Stillstand ohne Strom

Die zukünftige Elektrifizierung des Individualverkehrs ist nach einhelliger Meinung unausweichlich. Batterietechnologie wird bis zum Jahr 2020 weitgehend perfektioniert sein, da die Industrie – sowohl Hersteller als auch Zulieferer - schon heute ihre Energien und Investitionen in entsprechendes Research & Development stecken. Dieser Entwicklungsschwerpunkt ginge allerdings zum großen Teil auf Kosten der Entwicklung von Wasserstoff- und Brennstoffzellen-Technologie, und zu einem gewissen Teil auch auf Investitionen bei den Bio-Treibstoffen, wobei deren derzeitige Generation eine Sackgasse sei, und nur die Entwicklung von auf Zellulose basierendem Ethanol verspreche eine Zukunft.

Wenn Autos kommunizieren

Die Entwicklung intelligenter Kommunikationsformen zwischen Autos im Verkehr und der Strasse würde laut IBM-Report zu größerer Sicherheit und deutlichen Energieeinsparungen führen. BMW experimentiert seit Jahren schon an Automobilen, die untereinander Straßenzustandsberichte und Unfallmeldungen austauschen und dürfte innerhalb der nächsten Modellgenerationen die ersten Prototypen einsetzen. Der Report der drei Wissenschaftler deutet auch auf die Notwendigkeit interdisziplinärer Zusammenarbeit hin. Von den bisher praktizierten Alleingängen der Automobilhersteller zum Beispiel in Sachen Technologieentwicklung wird in den nächsten Jahren nicht viel übrig bleiben. "Eine engere Zusammenarbeit zwischen Autoproduzenten, der Consumer Electronics-Industrie, der Telekommunikationsbranche und den Energielieferanten wird zunehmend dringlicher werden", sagt Benjamin Stanley.

Weg vom Eigentum

Und schließlich werden wir Verbraucher so viel gelernt haben, so umweltbewusst sein, so kritisch ausgerichtet sein, dass wir die Industrie ganz einfach zum Wandel zwingen werden. Das ginge laut der drei Weisen bis hin zu vollkommen neuen Eigentumsmodellen im Verkehr. Unter anderem könnten Car Sharing, in welcher Form auch immer, neuartige Leasing-Modelle und öffentlicher Nahverkehr in Individual-Kapsulen den Besitz eines Kraftfahrzeuges in vielen Fällen überflüssig machen.

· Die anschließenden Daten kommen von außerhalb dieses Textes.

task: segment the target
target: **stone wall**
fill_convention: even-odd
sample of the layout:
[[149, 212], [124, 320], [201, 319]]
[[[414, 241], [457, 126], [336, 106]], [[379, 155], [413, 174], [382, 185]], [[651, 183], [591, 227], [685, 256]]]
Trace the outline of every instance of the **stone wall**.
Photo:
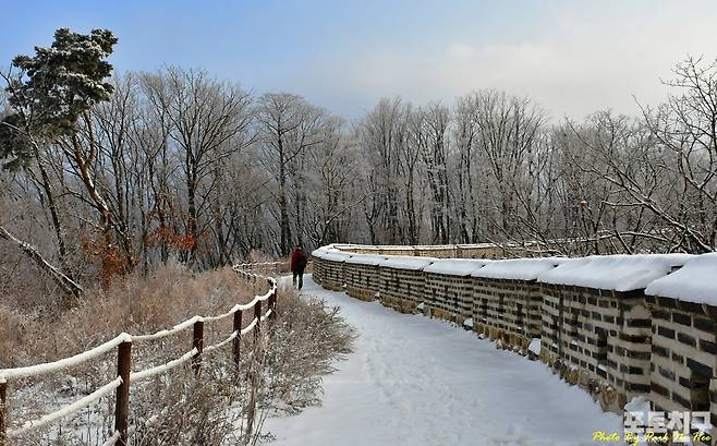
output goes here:
[[[452, 246], [449, 251], [455, 252]], [[625, 272], [620, 272], [618, 262], [616, 276], [621, 274], [625, 288], [618, 290], [610, 287], [610, 275], [597, 267], [593, 273], [590, 267], [578, 268], [585, 277], [576, 276], [575, 285], [570, 285], [555, 279], [559, 275], [500, 278], [435, 268], [450, 261], [439, 260], [437, 248], [430, 253], [433, 258], [424, 258], [424, 264], [409, 261], [422, 257], [412, 255], [386, 256], [386, 262], [370, 265], [362, 264], [364, 257], [357, 253], [352, 253], [351, 263], [319, 253], [314, 257], [315, 274], [326, 288], [345, 285], [351, 296], [378, 297], [397, 311], [450, 321], [495, 340], [499, 348], [539, 359], [590, 393], [604, 410], [622, 412], [631, 398], [648, 395], [653, 410], [709, 411], [717, 420], [717, 306], [645, 293], [648, 282], [677, 278], [678, 273], [670, 273], [679, 272], [691, 257], [665, 256], [657, 263], [651, 256], [604, 257], [637, 262]], [[586, 260], [564, 260], [554, 270]], [[594, 262], [599, 266], [600, 261]], [[486, 262], [485, 268], [476, 265], [478, 273], [494, 265], [506, 269], [506, 262], [514, 261]], [[686, 263], [684, 269], [689, 267]], [[592, 274], [599, 280], [593, 280]], [[537, 340], [536, 351], [531, 346]]]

Ausblicke statt harter Fakten

Da lässt es sich lauschig plaudern, sollte man meinen, denn wie die drei Forscher genau zu den vielen – und vielversprechenden –Schlussfolgerungen gekommen sind, ist nicht leicht nachzuvollziehen, denn in der Studie wird kein Einziger der Befragten mit Namen genannt, sondern nur die globale Verteilung spezifiziert. "Ungefähr siebzig Prozent der Befragten stammt direkt aus der Industrie", dezidiert Mr. Stanley, der seit neun Jahren bei IBM tätig ist und auf eine 33jährige Berater-Karriere zurückblicken kann. "Runde dreißig Prozent stammen aus den USA und Kanada, zwanzig Prozent aus Europa, fünfundzwanzig aus Japan und Korea, und der Rest aus sogenannten Schwellenländern." Konkrete Produktionsschritten wurde gar nicht nachgefragt. "Uns interessierte nur die Meinung der Industrie", fuhr er fort. Allerdings wurden sehr wohl auch erste Entwicklungsschritte in Anbetracht gezogen - so hat Autoriese General Motors Abkommen mit 34 Energieproduzenten in den USA getroffen, um eine Infrastruktur für sogenannte Plug-In-Hybrid-Fahrzeuge zu schaffen, und sowohl Nissan und NEC, als auch Toyota und Panasonic arbeiten schon seit geraumer Zeit zusammen an der Entwicklung hocheffizienter Batterien.

"Automotive 2020" ist sicherlich nichts grundlegend Neues, aber zusammengenommen verspricht die Studie endlich mal ein paar rosigere Ausblicke, bevor man mit zugekniffenen Lippen die nächsten Tankstelle anfahren muss.